About

A lot of struggles and triumphs since 1999.

I’ll reveal my full story later; probably at the end of this year.

I’m active on the Twitter, for now. Please follow me.

However, I didn’t expect that it’s so time consuming to maintain a twitter handle.

It’s still distracting me too much…

Joseph F. from RestartedTrader


Reminiscences of a Stock Operator by Edwin Lefèvre is the first-person narrative of a fictional speculator named Larry Livingston, whose life events happen to match precisely those of Jesse Livermore.

I love that book so much, that I used to use a pseudonym Larry few times in the past.


We can take a look at a few famous quotes from that book:

Well, I wasn’t that lazy, but I found it easier to think of individual stocks than of the general market and therefore of individual fluctuations rather than of general movements. I had to change and I did. People don’t seem to grasp easily the fundamentals of stock trading. I have often said that to buy on a rising market is the most comfortable way of buying stocks. Now, the point is not so much to buy as cheap as possible or go short at top prices, but to buy or sell at the right time. When I am bearish and I sell a stock, each sale must be at a lower level than the previous sale. When I am buying, the reverse is true. I must buy on a rising scale. I don’t buy long stock on a scale down, I buy on a scale up.

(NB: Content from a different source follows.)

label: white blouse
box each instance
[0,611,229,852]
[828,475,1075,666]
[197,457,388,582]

Reminiscences of a Stock Operator by Edwin Lefèvre

You have to use your brains and your vision to do this; otherwise my advice would be as idiotic as to tell you to buy cheap and sell dear. One of the most helpful things that anybody can learn is to give up trying to catch the last eighth or the first. These two are the most expensive eighths in the world. They have cost stock traders, in the aggregate, enough millions of dollars to build a concrete highway across the continent.

Reminiscences of a Stock Operator by Edwin Lefèvre

It never was my thinking that made the big money for me. It always was my sitting. Got that? My sitting tight!

Reminiscences of a Stock Operator by Edwin Lefèvre

Another lesson I learned early is that there is nothing new in Wall Street. There can’t be because speculation is as old as the hills. Whatever happens in the stock market to-day has happened before and will happen again. I’ve never forgotten that. I suppose I really manage to remember when and how it happened.